Fin d’après-midi, même jour: J’avais la charge diurne (nuitées dans un hôtel convenable du quartier) et pour quatre jours d’une très dynamique nonagénaire (largement nonagénaire !) niçoise (descendue d’avion à Orly vers 14h) dont le programme de sorties comportait deux prestations théâtrales pour lesquelles j’étais sommé de jouer les escort boys.

Le programme du premier jour : Tous les algériens sont des mécaniciens, de Fellag, avec Fellag et Marianne Epin. Au Rond-Point des Champs-Elysées à 18h30.

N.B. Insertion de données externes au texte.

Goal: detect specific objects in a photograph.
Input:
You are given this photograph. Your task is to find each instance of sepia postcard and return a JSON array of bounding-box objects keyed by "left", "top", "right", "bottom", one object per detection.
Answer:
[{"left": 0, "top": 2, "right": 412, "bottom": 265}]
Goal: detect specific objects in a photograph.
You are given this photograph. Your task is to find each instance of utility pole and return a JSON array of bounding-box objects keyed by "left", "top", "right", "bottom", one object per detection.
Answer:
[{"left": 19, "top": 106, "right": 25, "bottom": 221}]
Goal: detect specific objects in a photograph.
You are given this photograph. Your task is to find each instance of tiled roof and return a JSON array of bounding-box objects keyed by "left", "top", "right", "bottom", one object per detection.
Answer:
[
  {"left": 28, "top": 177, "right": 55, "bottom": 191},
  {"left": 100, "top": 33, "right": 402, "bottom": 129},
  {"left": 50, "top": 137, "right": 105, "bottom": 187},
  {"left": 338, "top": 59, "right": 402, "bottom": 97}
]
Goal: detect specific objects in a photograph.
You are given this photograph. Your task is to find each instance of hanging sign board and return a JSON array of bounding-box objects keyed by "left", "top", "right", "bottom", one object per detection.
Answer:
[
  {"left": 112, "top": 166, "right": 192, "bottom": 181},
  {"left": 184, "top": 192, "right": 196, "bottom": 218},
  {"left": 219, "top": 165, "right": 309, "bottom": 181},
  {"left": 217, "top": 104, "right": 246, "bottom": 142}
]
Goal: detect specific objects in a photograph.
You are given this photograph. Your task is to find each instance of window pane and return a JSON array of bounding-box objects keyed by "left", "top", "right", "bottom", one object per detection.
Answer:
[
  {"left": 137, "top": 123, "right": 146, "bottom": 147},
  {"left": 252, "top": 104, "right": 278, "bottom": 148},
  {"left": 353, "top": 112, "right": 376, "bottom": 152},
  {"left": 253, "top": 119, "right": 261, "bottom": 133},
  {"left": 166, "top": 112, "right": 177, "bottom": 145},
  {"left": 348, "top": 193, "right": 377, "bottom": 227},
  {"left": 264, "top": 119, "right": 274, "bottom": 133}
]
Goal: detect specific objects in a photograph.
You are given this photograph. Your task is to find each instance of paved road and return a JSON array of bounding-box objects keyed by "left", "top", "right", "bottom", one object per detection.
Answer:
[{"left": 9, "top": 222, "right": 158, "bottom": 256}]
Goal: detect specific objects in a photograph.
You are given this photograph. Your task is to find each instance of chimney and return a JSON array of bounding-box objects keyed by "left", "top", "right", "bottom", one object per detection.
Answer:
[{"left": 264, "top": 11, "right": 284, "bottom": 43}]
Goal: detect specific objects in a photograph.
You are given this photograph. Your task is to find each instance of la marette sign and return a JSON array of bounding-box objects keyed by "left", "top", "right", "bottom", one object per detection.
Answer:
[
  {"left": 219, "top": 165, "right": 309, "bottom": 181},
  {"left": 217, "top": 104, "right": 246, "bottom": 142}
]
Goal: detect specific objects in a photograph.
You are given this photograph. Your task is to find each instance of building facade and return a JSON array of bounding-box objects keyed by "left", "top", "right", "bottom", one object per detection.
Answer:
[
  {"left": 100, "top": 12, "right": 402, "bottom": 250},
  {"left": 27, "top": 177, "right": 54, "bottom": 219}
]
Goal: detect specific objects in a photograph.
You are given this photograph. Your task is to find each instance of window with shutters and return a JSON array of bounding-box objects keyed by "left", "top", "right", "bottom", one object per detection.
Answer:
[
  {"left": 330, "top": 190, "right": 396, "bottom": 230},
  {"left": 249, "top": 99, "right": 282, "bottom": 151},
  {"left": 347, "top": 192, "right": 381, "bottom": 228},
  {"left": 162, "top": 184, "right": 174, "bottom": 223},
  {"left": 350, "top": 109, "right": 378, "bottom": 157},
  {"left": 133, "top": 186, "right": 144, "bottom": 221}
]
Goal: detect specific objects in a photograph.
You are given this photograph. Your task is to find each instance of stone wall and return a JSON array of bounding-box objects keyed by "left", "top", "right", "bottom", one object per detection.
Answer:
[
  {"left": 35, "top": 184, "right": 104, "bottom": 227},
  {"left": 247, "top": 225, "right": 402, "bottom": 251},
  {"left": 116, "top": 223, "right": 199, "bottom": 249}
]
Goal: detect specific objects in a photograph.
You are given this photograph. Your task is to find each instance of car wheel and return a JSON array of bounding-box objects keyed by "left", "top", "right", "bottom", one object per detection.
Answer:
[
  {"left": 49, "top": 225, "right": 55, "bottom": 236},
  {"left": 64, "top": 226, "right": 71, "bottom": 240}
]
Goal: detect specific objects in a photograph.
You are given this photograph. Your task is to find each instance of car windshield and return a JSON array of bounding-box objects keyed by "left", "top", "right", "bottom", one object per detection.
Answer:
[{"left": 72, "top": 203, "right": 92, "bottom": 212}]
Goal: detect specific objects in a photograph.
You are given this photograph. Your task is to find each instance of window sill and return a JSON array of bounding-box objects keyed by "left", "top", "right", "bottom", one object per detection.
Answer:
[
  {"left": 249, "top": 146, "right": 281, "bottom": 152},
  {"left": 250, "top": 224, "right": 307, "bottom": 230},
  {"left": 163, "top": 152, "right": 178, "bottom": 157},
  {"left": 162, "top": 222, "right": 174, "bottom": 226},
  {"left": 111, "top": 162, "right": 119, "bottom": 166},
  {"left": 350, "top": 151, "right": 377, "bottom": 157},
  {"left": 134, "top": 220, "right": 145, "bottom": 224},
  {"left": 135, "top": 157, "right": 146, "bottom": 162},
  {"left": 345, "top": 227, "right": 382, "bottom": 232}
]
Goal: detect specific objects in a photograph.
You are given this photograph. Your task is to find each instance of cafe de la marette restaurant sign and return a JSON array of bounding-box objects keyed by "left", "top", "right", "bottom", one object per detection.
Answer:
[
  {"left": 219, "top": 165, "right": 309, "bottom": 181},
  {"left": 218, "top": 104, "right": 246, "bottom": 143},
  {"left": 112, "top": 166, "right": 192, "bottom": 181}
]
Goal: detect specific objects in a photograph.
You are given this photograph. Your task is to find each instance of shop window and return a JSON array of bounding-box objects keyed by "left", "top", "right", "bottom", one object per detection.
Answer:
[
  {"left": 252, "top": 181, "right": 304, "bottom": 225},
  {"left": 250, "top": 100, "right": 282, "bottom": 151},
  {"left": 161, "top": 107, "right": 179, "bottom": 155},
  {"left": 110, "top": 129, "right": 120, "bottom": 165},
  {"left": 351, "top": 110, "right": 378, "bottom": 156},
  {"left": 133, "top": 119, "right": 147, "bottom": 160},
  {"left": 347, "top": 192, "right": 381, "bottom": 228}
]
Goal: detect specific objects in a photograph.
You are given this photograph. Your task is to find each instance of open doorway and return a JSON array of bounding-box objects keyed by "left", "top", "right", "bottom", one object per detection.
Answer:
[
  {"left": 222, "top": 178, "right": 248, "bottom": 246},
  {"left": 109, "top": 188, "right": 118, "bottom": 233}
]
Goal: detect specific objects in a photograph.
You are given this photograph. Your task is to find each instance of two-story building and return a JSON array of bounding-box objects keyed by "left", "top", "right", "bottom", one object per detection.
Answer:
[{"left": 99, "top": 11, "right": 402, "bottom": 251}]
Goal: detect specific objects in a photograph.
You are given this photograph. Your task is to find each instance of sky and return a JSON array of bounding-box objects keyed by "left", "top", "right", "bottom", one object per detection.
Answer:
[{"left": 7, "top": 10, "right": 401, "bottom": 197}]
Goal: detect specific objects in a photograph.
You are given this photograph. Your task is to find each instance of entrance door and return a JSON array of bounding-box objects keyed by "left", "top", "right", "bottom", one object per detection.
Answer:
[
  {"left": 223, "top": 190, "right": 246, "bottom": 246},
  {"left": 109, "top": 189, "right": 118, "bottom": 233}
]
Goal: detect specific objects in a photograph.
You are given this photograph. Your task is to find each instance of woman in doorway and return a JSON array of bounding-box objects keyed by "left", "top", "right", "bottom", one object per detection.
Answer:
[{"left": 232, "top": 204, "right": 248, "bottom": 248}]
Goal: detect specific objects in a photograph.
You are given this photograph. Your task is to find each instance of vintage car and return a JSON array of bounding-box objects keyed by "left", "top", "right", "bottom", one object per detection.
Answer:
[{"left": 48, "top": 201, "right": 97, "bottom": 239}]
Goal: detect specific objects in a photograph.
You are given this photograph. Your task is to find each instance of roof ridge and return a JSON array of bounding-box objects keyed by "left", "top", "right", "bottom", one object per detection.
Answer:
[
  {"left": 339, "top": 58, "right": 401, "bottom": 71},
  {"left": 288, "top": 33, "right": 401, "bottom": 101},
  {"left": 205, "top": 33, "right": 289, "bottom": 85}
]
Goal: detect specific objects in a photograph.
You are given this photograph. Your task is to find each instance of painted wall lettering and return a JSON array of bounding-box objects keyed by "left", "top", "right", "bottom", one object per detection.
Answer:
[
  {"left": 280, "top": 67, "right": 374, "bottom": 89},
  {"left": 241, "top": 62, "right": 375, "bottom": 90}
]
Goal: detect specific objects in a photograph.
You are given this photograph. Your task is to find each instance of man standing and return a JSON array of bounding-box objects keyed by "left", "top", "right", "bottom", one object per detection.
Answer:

Le théâtre du Rond-Point offre  - et c’est relativement rare – une assez large palette de tarifs selon le statut et l’âge, de 10 à 33 euros. Notre statut commun de « seniors » nous classait sur l’échelle à 24. Ma suggestion à la caisse de distinguer entre « vieux » (moi) et « très-très vieux » (ma cavalière) pour tirer encore un peu son tarif vers le bas n’a pas été retenue ….

La critique (en tout cas celle de Fabienne Darge dans Le Monde de Jeudi 29/1) était prometteuse.

Promesse non tenue. J’ai trouvé le spectacle un peu poussif. Marianne Epin n’a rien et ne fait rien pour passer pour une femme de « là-bas ». Fellag a écrit un texte sans grand génie, qui détaille tranquillement les difficultés d’un quotidien qu’on voit miné par la pénurie et qui joue, dans une provocation émoussée, de l’aspiration de l’algérien de base à venir profiter de la sécurité sociale de l’ex-colonisateur. Les sketches sont étirés et Fellag accroche de temps en temps son texte.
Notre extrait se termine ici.